Apache Hive overview
Also available as:
PDF

Apache Hive 3 upgrade process

Supplemental information about preparing for an upgrade, upgrading, and using Hive tables after upgrading to Hive 3 helps you achieve a successful HDP and Apache Ambari major upgrade.

Some transactional tables require a major compaction before upgrading to 3.0. Running the Hive pre-upgrade tool identifies the tables that need such a compaction and provides scripts that you run to perform the compaction. Depending on the number of tables and partitions, and the amount of data involved, compactions might take a significant amount of time and resources. The script output of the pre-upgrade tool includes some heuristics that might help estimate the time required. If no script is produced, no compaction is needed.

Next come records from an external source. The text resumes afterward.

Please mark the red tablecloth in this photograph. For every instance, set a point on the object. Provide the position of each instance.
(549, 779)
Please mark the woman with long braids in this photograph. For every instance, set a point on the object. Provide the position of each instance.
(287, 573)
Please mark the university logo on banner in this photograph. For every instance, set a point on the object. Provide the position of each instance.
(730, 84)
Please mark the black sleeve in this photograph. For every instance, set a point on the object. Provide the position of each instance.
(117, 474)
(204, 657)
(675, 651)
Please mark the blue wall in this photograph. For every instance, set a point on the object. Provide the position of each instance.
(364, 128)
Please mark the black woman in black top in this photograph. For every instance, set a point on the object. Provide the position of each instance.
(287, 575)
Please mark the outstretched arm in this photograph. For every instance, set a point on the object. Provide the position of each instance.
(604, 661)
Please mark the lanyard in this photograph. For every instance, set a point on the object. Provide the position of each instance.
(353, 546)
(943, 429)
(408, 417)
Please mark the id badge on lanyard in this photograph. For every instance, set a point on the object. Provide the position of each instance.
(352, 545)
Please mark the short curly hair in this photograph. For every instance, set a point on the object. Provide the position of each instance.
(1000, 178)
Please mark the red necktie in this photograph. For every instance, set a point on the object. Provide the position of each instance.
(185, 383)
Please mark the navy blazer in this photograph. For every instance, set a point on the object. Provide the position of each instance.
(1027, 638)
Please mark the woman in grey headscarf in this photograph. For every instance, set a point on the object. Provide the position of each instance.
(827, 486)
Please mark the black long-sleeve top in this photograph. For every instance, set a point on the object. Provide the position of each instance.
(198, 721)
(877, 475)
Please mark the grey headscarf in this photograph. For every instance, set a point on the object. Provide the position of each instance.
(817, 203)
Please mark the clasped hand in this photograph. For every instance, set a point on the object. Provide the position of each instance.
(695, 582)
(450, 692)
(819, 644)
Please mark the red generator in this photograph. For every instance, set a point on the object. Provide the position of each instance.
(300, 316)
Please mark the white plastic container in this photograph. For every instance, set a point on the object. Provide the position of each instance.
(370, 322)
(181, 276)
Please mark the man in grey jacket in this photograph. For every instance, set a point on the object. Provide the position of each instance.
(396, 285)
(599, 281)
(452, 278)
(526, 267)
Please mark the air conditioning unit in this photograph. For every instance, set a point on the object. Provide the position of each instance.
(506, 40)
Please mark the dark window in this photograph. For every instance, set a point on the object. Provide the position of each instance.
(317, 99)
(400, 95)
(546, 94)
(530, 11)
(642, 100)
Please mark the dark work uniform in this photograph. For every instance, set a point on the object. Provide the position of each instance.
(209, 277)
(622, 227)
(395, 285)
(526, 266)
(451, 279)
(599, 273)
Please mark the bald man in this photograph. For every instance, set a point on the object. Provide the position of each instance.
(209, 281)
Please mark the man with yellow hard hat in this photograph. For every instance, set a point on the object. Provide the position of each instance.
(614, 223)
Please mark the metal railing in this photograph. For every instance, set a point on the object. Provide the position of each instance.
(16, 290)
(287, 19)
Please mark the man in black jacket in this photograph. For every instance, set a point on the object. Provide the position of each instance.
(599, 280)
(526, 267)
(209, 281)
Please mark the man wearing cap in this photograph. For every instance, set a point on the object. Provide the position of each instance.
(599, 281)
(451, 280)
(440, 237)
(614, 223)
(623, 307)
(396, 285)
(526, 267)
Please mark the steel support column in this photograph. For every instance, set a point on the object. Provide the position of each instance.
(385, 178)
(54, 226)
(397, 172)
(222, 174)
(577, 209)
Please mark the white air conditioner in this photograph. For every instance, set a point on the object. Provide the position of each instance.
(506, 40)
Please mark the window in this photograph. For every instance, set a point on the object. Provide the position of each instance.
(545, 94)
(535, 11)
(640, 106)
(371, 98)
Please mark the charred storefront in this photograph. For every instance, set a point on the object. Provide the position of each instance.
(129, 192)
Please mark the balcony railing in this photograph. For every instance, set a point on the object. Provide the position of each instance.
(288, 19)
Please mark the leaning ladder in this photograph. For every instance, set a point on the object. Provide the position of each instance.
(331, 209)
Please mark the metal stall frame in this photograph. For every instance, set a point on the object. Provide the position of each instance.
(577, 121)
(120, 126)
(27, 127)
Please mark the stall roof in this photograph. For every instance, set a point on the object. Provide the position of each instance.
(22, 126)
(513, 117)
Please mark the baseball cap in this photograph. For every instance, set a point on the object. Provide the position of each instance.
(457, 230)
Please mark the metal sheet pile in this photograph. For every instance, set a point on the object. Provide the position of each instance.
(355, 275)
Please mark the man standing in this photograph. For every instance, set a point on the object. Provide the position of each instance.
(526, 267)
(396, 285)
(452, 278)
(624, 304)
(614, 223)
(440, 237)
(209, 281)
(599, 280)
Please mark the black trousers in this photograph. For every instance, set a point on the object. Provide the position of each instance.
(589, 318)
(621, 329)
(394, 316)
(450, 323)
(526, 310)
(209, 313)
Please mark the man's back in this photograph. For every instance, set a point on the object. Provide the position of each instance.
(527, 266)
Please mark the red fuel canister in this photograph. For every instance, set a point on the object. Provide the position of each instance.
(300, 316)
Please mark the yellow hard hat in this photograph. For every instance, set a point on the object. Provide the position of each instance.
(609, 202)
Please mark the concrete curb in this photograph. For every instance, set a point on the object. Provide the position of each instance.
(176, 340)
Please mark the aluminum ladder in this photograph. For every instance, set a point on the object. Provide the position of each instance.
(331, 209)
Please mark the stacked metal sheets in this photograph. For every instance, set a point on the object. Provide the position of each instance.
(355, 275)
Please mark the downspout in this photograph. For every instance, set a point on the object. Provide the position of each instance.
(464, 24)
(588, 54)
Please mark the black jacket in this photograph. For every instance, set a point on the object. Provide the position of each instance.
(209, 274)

Compaction cannot occur if the pre-upgrade tool cannot connect to Hive Metastore. During compaction, shutting down HiveServer2 is recommended to prevent users from executing any update, delete, or merge statements on tables during compaction and for the duration of the upgrade process.

You should run the pre-upgrade tool command on the command line after upgrading Ambari 2.6.2.2 to 2.7.x. You do not actually use Ambari to run this command.

The following properties can affect compaction:
  • hive.compactor.worker.threads

    Specifies limits of concurrent compactions.

  • hive.compactor.job.queue

    Specifies the Yarn queue of compaction jobs. Each compaction is a MapReduce job.

The pre-upgrade tool looks for files in an ACID table that contains update or delete events, and generates scripts to compact these tables. You prepare Hive for upgrade to obtain and run the scripts. Assuming you upgraded Ambari at some point, you can then upgrade HDP components, including Hive. After upgrading, check generated logs for any errors. Check that the upgrade process correctly converted your tables.